Nothing
#' PCA controlling for LD for `gen_tibble` objects
#'
#' This function performs Principal Component Analysis on a `gen_tibble`, using
#' a fast truncated SVD with initial pruning and then iterative removal of
#' long-range LD regions. This function is a wrapper for
#' [bigsnpr::snp_autoSVD()]
#'
#' Using gt_pca_autoSVD requires a reasonably large dataset, as the function
#' iteratively removes regions of long range LD. If you encounter: 'Error in
#' rollmean(): Parameter 'size' is too large.', `roll_size` exceeds the number
#' of variants on at least one of your chromosomes. Try reducing 'roll_size' to
#' avoid this error.
#'
#' Note: rather than accessing these elements directly, it is better to use
#' `tidy` and `augment`. See [`gt_pca_tidiers`].
#'
#' @param x a `gen_tbl` object
#' @param k Number of singular vectors/values to compute. Default is `10`.

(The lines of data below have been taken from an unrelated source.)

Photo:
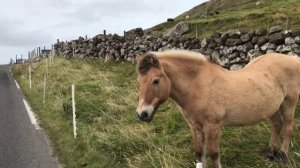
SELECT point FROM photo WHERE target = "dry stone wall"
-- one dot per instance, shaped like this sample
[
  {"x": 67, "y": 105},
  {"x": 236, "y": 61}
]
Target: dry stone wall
[{"x": 232, "y": 49}]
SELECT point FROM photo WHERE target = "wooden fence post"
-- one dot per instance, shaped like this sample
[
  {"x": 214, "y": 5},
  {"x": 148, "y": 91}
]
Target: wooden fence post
[
  {"x": 30, "y": 77},
  {"x": 44, "y": 95},
  {"x": 74, "y": 110}
]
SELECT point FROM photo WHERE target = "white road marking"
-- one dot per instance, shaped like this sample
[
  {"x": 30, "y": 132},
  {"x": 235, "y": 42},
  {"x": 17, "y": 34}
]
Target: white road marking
[
  {"x": 31, "y": 115},
  {"x": 17, "y": 84}
]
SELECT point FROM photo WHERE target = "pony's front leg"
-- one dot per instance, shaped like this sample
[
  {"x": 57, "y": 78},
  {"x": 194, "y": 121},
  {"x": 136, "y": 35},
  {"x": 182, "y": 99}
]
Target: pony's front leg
[
  {"x": 288, "y": 112},
  {"x": 212, "y": 133},
  {"x": 198, "y": 143}
]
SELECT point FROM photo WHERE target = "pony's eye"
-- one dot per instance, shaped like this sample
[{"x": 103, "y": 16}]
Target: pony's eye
[{"x": 155, "y": 81}]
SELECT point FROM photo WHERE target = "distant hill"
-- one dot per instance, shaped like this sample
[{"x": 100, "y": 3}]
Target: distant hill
[{"x": 244, "y": 15}]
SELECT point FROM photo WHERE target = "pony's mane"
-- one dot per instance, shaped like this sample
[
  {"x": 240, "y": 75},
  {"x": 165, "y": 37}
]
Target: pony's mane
[
  {"x": 181, "y": 54},
  {"x": 151, "y": 59}
]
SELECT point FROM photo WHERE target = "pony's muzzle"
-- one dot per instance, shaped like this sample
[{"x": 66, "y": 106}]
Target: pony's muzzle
[{"x": 146, "y": 114}]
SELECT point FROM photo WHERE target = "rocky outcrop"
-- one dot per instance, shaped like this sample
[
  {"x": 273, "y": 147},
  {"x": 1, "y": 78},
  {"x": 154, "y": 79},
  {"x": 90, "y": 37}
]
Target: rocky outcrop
[
  {"x": 231, "y": 49},
  {"x": 178, "y": 30}
]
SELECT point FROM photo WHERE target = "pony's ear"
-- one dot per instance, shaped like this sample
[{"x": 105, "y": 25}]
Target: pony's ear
[
  {"x": 138, "y": 58},
  {"x": 146, "y": 62}
]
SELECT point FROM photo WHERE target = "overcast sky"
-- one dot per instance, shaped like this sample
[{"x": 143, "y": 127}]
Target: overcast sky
[{"x": 27, "y": 24}]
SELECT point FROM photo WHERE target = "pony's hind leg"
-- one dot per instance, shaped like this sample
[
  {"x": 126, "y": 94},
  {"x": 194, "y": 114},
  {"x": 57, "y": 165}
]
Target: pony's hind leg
[
  {"x": 212, "y": 133},
  {"x": 198, "y": 143},
  {"x": 288, "y": 111},
  {"x": 273, "y": 151}
]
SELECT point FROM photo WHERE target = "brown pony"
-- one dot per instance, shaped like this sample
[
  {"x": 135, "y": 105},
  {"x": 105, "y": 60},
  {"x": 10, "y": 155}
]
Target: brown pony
[{"x": 211, "y": 97}]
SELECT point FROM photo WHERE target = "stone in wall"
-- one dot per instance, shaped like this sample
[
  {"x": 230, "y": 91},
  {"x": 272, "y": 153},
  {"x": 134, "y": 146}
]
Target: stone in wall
[
  {"x": 231, "y": 49},
  {"x": 178, "y": 30}
]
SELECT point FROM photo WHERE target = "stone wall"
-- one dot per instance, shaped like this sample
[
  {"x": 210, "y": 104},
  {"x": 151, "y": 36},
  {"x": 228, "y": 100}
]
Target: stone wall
[{"x": 232, "y": 49}]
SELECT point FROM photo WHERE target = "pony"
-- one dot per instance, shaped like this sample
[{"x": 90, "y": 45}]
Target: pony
[{"x": 211, "y": 97}]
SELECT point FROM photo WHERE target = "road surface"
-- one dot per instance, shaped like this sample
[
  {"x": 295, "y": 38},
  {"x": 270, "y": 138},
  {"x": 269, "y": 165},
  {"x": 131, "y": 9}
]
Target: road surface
[{"x": 22, "y": 144}]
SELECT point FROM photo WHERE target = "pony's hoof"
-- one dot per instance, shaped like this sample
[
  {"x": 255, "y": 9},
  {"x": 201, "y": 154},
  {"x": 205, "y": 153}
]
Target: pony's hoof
[{"x": 275, "y": 155}]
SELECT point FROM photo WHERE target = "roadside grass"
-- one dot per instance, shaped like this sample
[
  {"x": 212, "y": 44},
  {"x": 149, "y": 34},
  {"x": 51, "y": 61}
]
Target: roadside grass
[
  {"x": 243, "y": 17},
  {"x": 109, "y": 133}
]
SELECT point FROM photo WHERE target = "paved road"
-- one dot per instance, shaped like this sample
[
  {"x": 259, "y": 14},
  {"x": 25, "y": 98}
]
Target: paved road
[{"x": 21, "y": 144}]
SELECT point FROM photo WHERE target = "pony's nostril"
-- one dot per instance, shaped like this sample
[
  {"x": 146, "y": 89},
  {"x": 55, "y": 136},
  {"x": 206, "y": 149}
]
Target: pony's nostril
[{"x": 144, "y": 115}]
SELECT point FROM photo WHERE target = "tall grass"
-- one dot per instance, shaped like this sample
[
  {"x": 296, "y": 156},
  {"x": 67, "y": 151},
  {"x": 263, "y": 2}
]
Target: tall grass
[{"x": 109, "y": 133}]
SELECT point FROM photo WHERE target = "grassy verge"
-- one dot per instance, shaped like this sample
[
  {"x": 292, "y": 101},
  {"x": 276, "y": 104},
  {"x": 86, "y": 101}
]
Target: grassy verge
[{"x": 109, "y": 133}]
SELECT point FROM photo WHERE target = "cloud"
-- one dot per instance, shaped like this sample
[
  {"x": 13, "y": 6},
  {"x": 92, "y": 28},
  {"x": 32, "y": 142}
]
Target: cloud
[
  {"x": 97, "y": 10},
  {"x": 13, "y": 35}
]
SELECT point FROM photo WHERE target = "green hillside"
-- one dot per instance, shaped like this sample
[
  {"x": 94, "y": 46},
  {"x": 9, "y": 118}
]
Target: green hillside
[{"x": 237, "y": 14}]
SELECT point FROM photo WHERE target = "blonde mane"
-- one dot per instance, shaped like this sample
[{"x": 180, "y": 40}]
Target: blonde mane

#' **This algorithm should be used to compute a few singular vectors/values.**
#' @param fun_scaling Usually this can be left unset, as it defaults to
#' [bigsnpr::snp_scaleBinom()], which is the appropriate function for
#' biallelic SNPs. Alternatively it is possible to use custom function (see
#' [bigsnpr::snp_autoSVD()] for details.
#' @param total_var a boolean indicating whether to compute the total variance
#' of the matrix. Default is `TRUE`. Using `FALSE` will speed up computation,
#' but the total variance will not be stored in the output (and thus it will
#' not be possible to assign a proportion of variance explained to the
#' components).
#' @param roll_size Radius of rolling windows to smooth log-p-values. Default is
#' `50`.
#' @param int_min_size Minimum number of consecutive outlier SNPs in order to be
#' reported as long-range LD region. Default is `20`.
#' @param verbose Output some information on the iterations? Default is `TRUE`.
#' @param thr_r2 Threshold over the squared correlation between two SNPs.
#' Default is `0.2`. Use `NA` if you want to skip the clumping step. size
#' @param use_positions a boolean on whether the position is used to define
#' `size`, or whether the size should be in number of SNPs. Default is TRUE
#' @param size For one SNP, window size around this SNP to compute correlations.
#' Default is 100 / thr_r2 for clumping (0.2 -> 500; 0.1 -> 1000; 0.5 -> 200).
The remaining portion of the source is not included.